In Guthrie's book, it is stated that on 25 February "C" Company captured Water Tower Hill. In my opinion it was "A" Company who captuted it. This is where and when Lt. Sullens was killed, Harvey Hicks, James Jordan and Alfred Balliet were also killed at this time. None of the abovementioned died immediately but they were all so badly wounded that they died. Hicks was in a position with Sullens and had his foot blown off. Sullens was so badly hit that he couldn't move. He was talking but stated thathe was unable to be of any help. Jordan was hit real bad in the belly but was able to tell us that he had no further need for his TSMG. Balliet was hit badly in the upper left arm - I'm sure it got into his chest - and I lighted a cigarette for him. I later discovered when I was evacuated to Subic Bay that Balliet had died.

           
Jerry Riseley
letter to Don Abbott 6 Nov 1990 

 

 Corregidor.
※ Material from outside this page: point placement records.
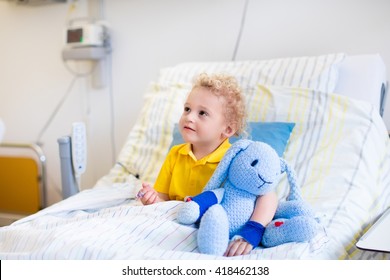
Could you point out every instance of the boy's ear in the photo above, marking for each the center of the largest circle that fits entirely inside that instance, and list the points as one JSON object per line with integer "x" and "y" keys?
{"x": 229, "y": 131}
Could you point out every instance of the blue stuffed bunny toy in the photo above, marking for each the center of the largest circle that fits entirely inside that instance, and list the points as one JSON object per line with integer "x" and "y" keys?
{"x": 249, "y": 169}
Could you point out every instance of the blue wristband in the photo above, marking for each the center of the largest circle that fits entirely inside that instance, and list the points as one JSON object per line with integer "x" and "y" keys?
{"x": 252, "y": 232}
{"x": 205, "y": 200}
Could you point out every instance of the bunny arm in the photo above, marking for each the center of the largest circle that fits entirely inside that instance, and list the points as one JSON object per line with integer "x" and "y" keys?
{"x": 194, "y": 208}
{"x": 252, "y": 232}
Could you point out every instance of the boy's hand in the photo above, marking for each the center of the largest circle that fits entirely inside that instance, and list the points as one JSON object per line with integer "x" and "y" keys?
{"x": 147, "y": 195}
{"x": 238, "y": 247}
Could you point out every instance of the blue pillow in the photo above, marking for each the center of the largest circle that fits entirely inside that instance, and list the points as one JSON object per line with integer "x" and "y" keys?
{"x": 275, "y": 134}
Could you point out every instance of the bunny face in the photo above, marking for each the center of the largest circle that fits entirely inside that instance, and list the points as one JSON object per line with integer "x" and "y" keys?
{"x": 255, "y": 169}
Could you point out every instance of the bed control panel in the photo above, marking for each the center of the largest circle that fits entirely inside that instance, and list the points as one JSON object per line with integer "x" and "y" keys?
{"x": 79, "y": 147}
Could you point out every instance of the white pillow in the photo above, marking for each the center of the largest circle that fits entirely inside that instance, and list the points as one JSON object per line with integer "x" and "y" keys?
{"x": 361, "y": 77}
{"x": 314, "y": 72}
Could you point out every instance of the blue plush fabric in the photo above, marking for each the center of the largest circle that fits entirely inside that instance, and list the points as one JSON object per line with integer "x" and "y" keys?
{"x": 248, "y": 169}
{"x": 275, "y": 134}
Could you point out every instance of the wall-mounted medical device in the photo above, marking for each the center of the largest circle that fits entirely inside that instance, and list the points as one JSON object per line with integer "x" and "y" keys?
{"x": 92, "y": 35}
{"x": 89, "y": 41}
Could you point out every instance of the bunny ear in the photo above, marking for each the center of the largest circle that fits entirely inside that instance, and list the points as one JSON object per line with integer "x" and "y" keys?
{"x": 295, "y": 191}
{"x": 220, "y": 173}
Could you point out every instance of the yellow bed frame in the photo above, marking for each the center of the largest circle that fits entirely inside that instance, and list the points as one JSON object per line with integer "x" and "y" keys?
{"x": 22, "y": 181}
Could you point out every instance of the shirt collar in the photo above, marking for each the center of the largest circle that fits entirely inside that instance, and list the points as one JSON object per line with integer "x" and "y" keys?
{"x": 214, "y": 157}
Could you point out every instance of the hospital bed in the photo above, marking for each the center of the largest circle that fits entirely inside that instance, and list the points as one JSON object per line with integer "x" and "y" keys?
{"x": 339, "y": 148}
{"x": 22, "y": 181}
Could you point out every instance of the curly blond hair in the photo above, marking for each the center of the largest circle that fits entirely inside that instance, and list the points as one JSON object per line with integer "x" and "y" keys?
{"x": 226, "y": 86}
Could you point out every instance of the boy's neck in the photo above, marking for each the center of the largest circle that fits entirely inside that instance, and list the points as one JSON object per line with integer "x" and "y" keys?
{"x": 200, "y": 151}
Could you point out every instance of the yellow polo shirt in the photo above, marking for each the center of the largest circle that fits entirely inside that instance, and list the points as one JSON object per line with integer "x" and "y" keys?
{"x": 183, "y": 175}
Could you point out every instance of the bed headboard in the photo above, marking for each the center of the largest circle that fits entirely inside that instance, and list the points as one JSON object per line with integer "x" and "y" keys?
{"x": 360, "y": 76}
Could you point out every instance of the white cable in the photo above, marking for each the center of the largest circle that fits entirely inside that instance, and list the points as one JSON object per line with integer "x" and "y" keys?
{"x": 243, "y": 18}
{"x": 57, "y": 108}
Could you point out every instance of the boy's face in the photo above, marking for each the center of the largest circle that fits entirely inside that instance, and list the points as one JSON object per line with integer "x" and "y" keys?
{"x": 203, "y": 120}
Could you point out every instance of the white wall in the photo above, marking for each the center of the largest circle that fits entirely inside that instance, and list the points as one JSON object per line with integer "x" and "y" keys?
{"x": 148, "y": 35}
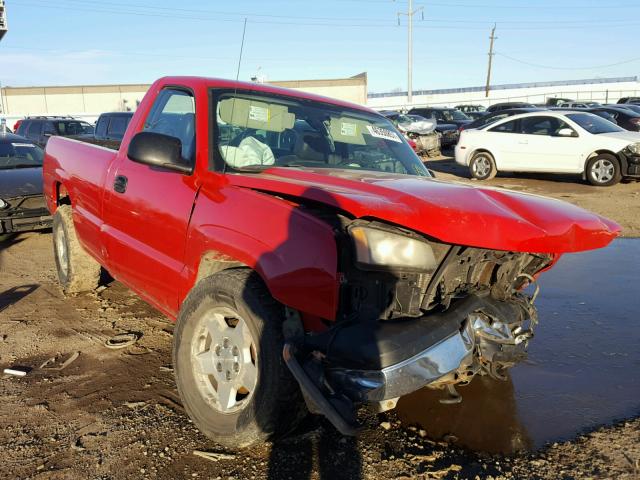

The Bastion of the Philippines.

That's where it happened.

"A" and "B" Co.'s had taken Water Tower Hill by assault that evening at dusk. There had been many casualties, and now it was night. We were expecting a counter-attack momentarily. Suddenly we heard the cough of the Japanese knee mortars. A few moments and we could hear the first shells descending, making that peculiar flopping noise as they turned over and over in the air. The first one landed about thirty feet from me. It landed between the leader of the third platoon and the platoon sergeant. The concussion was terrific.

The platoon leader died almost instantly. The platoon sergeant's leg was blown off. The sergeant was calm, until he was informed that he was going to die. Then he began to scream, "I don't want to die. I don't want to die."

His screams had to be muffled, but still during lulls in the firing those of us in the perimeter could hear his cries, growing weaker, and weaker, "I don't want to die, I don't want to die," until death came.

As I said, the casualties had been heavy in that assault on Water Tower Hill. Among them was a particular friend of mine, a Christian man, and true to the Lord. He was the first scout of the third platoon. He fell, mortally wounded, in the last successful effort of the assault.

I saw him just a few minutes after he was hit. He was shot through the stomach, and in great pain. Still he smiled as cheerfully as ever. He had a terrible wound, and death was coming closer, and closer, but his voice was firm and cheerful.

I only had time to press his hand, and pause a fraction of time for a word of prayer. I was a B. A. R. gunner and could not he spared from the assault.

That evening after dark, I was one of those detailed to carry back the wounded and dead. I was able to speak to my friend again. . I could not see him in the darkness, but he was still cheerful, trusting in the Lord. Though he did groan with pain, still  he was not in despair at all. My friend died that night on the operating table.

There were others of the Company in the hospital that night. They told me that Jordan was cheerful to the end. They told me how he spoke to the men in the other litters, about how Jesus was able to save and keep and satisfy. Which way will you die? I saw the platoon sergeant's face the next morning. It was a twisted mask of horror. The horror of his fear of death.

Will you go out into eternity unprepared, as he was?

My friend died, at peace with God, with the World, and himself.

He trusted in Jesus as his Saviour.

Jesus said, John 11:25, "I am the resurrection and the life:  he that believeth on me, though he were dead, yet shall  he live."